また世界的に進展しているシェアリングの動きからも、ライドシェア会社が「自動車はシェアして利用するもの」という価値観を急速に定着させてきている。
近年、世界規模での地球温暖化を意識させる出来事が頻発するうえ、今後は「もっと暑くなる」という事態が進行している。特に2018年においては世界的に最高気温の記録を更新した地域が相次いだ。環境保護やサステイナビリティの動きは、世界的な異常気象により、もはや多くの人たちが身体感覚的に必要だと考える水準にまで高まりつつある。エネルギーを化石燃料からクリーンエネルギー中心に変革し、モノの利用ではシェアリングを進めるといった動きは、今後さらに拍車がかかると予想される。
輸送手段をすべてネットワーク化する会社
米国においてライドシェア会社は、「トランスポーテーション・ネットワーク・カンパニー」と呼ばれている。現在提供している自動車ライドシェアサービスを基点として、航空機、鉄道、地下鉄、バスなどの輸送(トランスポーテーション)の手段をすべてネットワークすることが期待されている呼称。米国社会においてそのようにとらえられているのがライドシェア会社なのだ。
将来的には、ライドシェアの対象範囲には、自動運転車のみならずオートバイや自転車なども含まれてくるだろう。
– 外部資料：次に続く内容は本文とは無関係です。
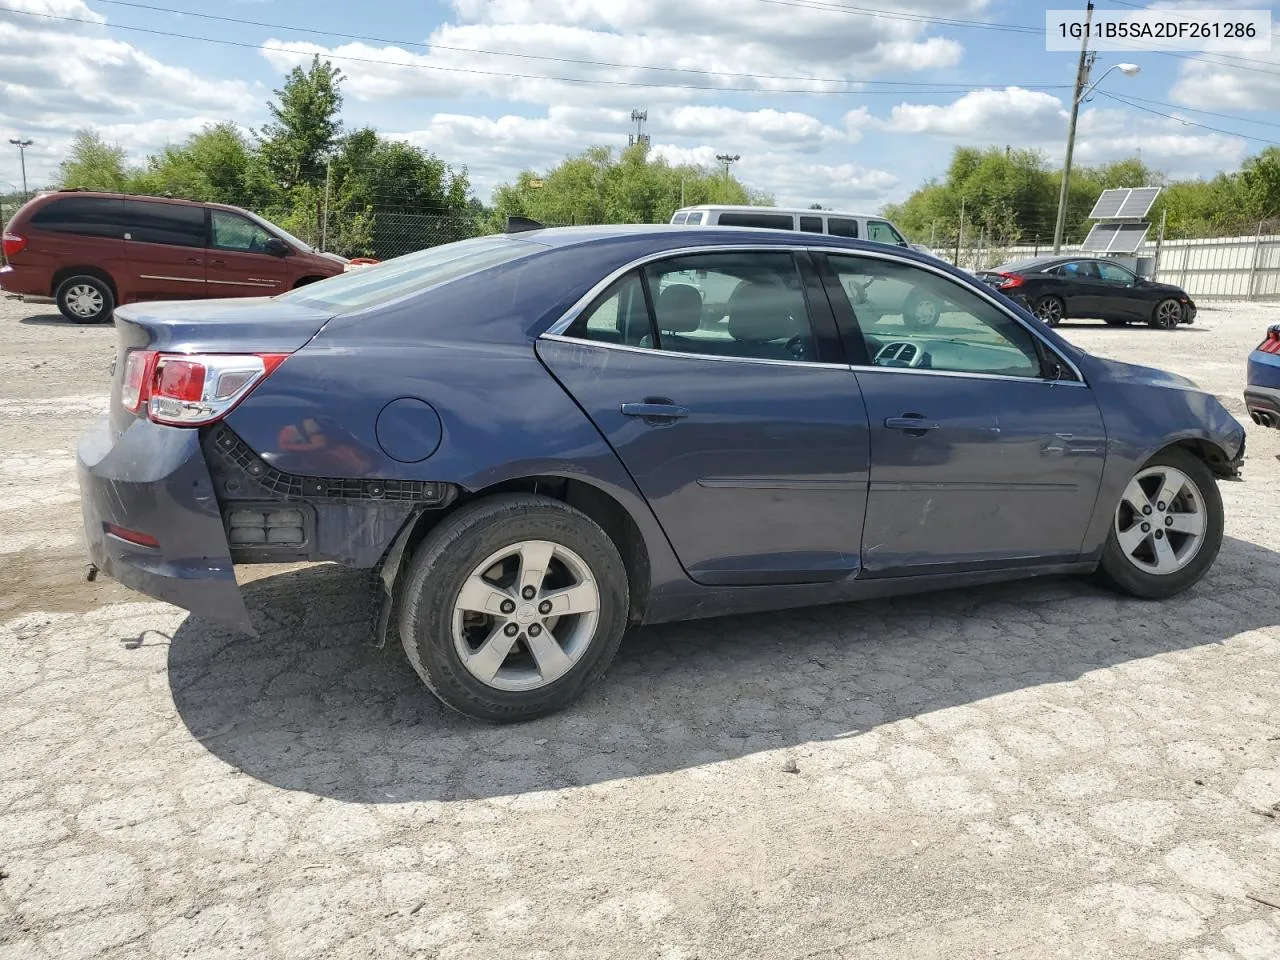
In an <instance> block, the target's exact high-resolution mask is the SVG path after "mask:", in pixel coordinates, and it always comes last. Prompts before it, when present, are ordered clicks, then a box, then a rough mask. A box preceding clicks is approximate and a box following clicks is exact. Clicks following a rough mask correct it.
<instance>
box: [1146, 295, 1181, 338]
mask: <svg viewBox="0 0 1280 960" xmlns="http://www.w3.org/2000/svg"><path fill="white" fill-rule="evenodd" d="M1181 320H1183V305H1181V303H1179V302H1178V301H1176V300H1174V298H1172V297H1170V298H1167V300H1162V301H1160V302H1158V303H1157V305H1156V307H1155V310H1152V311H1151V325H1152V326H1156V328H1158V329H1161V330H1172V329H1174V328H1175V326H1178V324H1180V323H1181Z"/></svg>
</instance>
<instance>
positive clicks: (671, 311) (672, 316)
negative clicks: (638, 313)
mask: <svg viewBox="0 0 1280 960" xmlns="http://www.w3.org/2000/svg"><path fill="white" fill-rule="evenodd" d="M654 312H655V314H658V329H659V330H662V332H663V333H691V332H692V330H696V329H698V328H699V325H700V324H701V321H703V294H701V293H699V292H698V288H696V287H690V285H689V284H687V283H673V284H672V285H671V287H668V288H667V289H664V291H663V292H662V293H660V294H658V302H657V303H655V305H654Z"/></svg>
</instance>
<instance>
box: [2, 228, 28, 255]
mask: <svg viewBox="0 0 1280 960" xmlns="http://www.w3.org/2000/svg"><path fill="white" fill-rule="evenodd" d="M26 246H27V238H26V237H19V236H18V234H17V233H6V234H4V238H3V239H0V250H4V255H5V256H6V257H12V256H14V255H15V253H20V252H22V251H23V250H24V248H26Z"/></svg>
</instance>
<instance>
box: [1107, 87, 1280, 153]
mask: <svg viewBox="0 0 1280 960" xmlns="http://www.w3.org/2000/svg"><path fill="white" fill-rule="evenodd" d="M1097 92H1098V93H1101V95H1102V96H1105V97H1107V99H1108V100H1115V101H1116V102H1117V104H1124V105H1126V106H1132V108H1133V109H1134V110H1142V111H1143V113H1148V114H1153V115H1156V116H1164V118H1165V119H1166V120H1176V122H1178V123H1180V124H1183V125H1185V127H1198V128H1201V129H1203V131H1212V132H1213V133H1222V134H1225V136H1228V137H1239V138H1240V140H1252V141H1256V142H1258V143H1270V145H1271V146H1280V141H1276V140H1267V138H1265V137H1253V136H1249V134H1248V133H1238V132H1235V131H1224V129H1222V128H1221V127H1210V125H1208V124H1206V123H1196V120H1188V119H1185V118H1183V116H1174V115H1172V114H1165V113H1161V111H1160V110H1152V109H1151V108H1149V106H1143V105H1142V104H1137V102H1134V101H1132V100H1126V99H1125V97H1123V96H1119V95H1117V93H1108V92H1107V91H1105V90H1100V91H1097Z"/></svg>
むしろ、自転車シェアリングなど、より小さな乗り物からおさえ、そこから飛行機、鉄道、バス、クルマなどすべての交通手段を統合し管理する企業が、真のトランスポーテーション・ネットワーク・カンパニーになるかもしれないのだ。
筆者は、2社の提携は、トヨタとソフトバンクが連携して、日本においては将来的にみずからがトランスポーテーション・ネットワーク・カンパニーとして総合的なモビリティサービスを提供することが最終目的なのではないかと予想している。
最後に、国土交通省が9月14日に公表した9年後にできるリニアモーターカーのための品川駅西口前広場、「次世代型交通ターミナル」構想図には、はっきりと「自動運転」と「シェアリングを基本とした次世代モビリティ」と明記されていることを述べておきたい。